Compiling Regular Expressions
Randal L. Schwartz
Perl's regular expressions set Perl apart from most other scripting languages. Some features (like the positive and negative lookahead, and the optional lazy evaluation of multipliers) make matching troublesome strings trivial in Perl. This power has not gone unnoticed by the open software community -- a package called PCRE available on the 'Net (use your favorite search engine) claims to implement "a regular expression matching engine that's compatible with Perl 5.004's syntax".
Just like the strings they are matching, regular expressions can come from many sources. The most common source is inside the program:
@ARGV = qw(/usr/dict/words);
while (<>) {
print if /foo/ || /bar/;
}
This little guy ran in about a quarter of a CPU second for me, and generated a nice list of words that contain foo and bar. Notice that I wrote /foo/ and /bar/ as separate regular expressions, instead of the seemingly identical /foo|bar/. Why did I do that? Experience. As reported by the following program:
@ARGV = qw(/usr/dict/words);
@words = <>;
use Benchmark;
timethese (10 => {
'expression or' =>
'@x = grep /foo/ || /bar/, @words',
'regex or' =>
'@x = grep /foo|bar/, @words',
});
We get the following output from Benchmark:
Benchmark: timing 10 iterations of expression or, regex or...
expression or: 1 wallclock secs ( 0.97 usr + 0.00 sys = 0.97 CPU)
regex or: 3 wallclock secs ( 2.87 usr + 0.00 sys = 2.87 CPU)
This shows that for this example using the regular expression | operator was more than twice as slow. There are certain optimizations that kick in when the text to be matched is a constant string that cannot be done with something more complex, or so says the online documentation. The exact list of optimized things varies from release to release of Perl, so Benchmark is your friend.

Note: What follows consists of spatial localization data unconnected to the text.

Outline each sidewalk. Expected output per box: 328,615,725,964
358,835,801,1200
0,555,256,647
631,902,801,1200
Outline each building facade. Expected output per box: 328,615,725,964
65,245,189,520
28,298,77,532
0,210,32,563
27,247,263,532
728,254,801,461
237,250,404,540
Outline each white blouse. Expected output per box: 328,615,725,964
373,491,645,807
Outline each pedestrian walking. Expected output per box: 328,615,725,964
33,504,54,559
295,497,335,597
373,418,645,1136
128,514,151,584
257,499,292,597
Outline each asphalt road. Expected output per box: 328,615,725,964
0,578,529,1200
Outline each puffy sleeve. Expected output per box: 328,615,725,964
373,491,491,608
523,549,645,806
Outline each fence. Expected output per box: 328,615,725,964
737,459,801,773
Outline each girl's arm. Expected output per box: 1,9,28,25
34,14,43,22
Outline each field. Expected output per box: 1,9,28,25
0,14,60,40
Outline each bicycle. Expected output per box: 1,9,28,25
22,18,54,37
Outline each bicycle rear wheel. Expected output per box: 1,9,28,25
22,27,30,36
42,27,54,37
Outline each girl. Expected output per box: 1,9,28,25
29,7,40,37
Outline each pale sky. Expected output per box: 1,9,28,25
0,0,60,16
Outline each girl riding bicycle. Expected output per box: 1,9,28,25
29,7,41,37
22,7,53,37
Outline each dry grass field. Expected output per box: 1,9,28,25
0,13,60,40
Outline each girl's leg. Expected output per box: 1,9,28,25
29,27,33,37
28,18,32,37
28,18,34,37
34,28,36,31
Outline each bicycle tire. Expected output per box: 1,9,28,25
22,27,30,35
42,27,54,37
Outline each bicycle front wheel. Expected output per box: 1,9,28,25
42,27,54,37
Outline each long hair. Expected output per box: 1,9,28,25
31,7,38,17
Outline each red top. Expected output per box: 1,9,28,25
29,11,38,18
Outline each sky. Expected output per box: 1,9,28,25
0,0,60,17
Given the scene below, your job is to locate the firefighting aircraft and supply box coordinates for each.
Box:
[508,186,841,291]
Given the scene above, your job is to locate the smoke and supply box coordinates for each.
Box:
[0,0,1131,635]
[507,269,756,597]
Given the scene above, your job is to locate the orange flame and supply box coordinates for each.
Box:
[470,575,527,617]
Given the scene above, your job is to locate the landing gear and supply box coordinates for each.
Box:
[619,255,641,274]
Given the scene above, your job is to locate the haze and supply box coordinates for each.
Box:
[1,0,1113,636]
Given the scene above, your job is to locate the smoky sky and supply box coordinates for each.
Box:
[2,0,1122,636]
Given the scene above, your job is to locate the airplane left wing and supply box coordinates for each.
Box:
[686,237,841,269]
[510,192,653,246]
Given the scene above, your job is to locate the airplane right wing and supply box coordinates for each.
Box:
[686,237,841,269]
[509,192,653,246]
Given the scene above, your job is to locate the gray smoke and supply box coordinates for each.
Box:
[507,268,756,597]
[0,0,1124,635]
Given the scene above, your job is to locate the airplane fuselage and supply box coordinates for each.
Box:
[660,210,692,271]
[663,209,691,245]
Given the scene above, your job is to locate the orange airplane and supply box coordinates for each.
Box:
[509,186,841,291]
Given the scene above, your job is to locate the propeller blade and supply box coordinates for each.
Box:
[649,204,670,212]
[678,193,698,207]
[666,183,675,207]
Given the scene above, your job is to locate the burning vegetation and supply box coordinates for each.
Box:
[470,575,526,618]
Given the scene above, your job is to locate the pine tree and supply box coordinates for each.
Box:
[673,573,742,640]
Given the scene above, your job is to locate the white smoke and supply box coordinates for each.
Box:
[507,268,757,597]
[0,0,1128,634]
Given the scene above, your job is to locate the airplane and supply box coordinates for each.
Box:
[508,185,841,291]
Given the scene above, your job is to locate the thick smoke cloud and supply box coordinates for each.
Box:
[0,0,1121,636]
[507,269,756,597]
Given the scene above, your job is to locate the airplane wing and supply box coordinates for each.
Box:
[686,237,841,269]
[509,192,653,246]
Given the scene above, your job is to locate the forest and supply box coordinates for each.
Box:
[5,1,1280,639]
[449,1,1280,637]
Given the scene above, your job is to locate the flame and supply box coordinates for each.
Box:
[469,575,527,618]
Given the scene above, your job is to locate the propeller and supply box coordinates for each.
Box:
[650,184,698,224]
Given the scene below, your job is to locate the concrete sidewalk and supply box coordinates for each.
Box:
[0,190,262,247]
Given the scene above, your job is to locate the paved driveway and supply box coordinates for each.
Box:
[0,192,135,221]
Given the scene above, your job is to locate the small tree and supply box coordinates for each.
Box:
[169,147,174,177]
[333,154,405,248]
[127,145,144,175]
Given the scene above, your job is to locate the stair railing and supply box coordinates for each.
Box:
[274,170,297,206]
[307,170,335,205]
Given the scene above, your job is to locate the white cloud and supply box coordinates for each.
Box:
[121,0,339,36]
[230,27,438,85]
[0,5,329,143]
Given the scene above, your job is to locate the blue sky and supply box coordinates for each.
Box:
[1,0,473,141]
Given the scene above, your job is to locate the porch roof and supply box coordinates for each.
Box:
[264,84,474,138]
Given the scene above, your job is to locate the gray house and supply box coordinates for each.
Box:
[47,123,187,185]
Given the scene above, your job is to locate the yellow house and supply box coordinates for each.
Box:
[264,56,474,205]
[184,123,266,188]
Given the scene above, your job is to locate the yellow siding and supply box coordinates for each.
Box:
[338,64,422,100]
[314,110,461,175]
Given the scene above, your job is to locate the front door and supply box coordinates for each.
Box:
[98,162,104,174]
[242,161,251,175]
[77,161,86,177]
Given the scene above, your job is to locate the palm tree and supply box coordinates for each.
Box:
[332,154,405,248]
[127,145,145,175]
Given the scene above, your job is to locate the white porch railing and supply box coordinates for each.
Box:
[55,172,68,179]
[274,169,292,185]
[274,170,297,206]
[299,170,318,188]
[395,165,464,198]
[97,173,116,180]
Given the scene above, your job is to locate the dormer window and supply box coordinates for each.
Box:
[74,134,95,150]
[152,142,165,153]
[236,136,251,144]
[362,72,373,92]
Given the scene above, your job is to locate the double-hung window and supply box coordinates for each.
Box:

Often, the regular expression will come from a computed string, such as the value of a Web form field or a command-line parameter or the result of a prompted query. The Perl syntax lets us interpolate a variable into a regular expression, permitting the regular expression to be created at runtime:
@ARGV = qw(/usr/dict/words);
@words = <>;
$regex1 = "foo";
@result = grep /$regex1/, @words;
In order to be useful, a regular expression first must be "compiled". This is often an expensive step compared to the actual matching of the string to the regular expression. So, usually, this compilation happens while the Perl program itself is parsed and compiled, before the execution of the program. However, when part of a regular expression is a variable (such as the example above), Perl can't do that, and defers the regular expression compilation until execution time.
While this provides a powerful option (creating a regular expression at runtime, it comes with a performance penalty if used incorrectly). Let's test this out:
@ARGV = qw(/usr/dict/words);
@words = <>;
push @words, @words;
push @words, @words;
use Benchmark;
$foo = '[f][o][o]';
$bar = '[b][a][r]';
timethese (5 => {
'constant' =>
'@x = grep /[f][o][o]/ || /[b][a][r]/, @words',
'one variable' =>
'@x = grep /$foo/ || /[b][a][r]/, @words',
'two variables' =>
'@x = grep /$foo/ || /$bar/, @words',
});
Here's the result:
Benchmark: timing 5 iterations of constant, one variable, two
variables...
constant: 3 wallclock secs ( 2.86 usr + 0.00 sys = 2.86 CPU)
one variable: 4 wallclock secs ( 3.49 usr + 0.00 sys = 3.49 CPU)
two variables: 4 wallclock secs ( 4.11 usr + 0.00 sys = 4.11 CPU)
Notice that we're paying a penalty for the recompilation of the regular expression. (I made the regular expression a little more complicated and used a little more data to make it obvious.)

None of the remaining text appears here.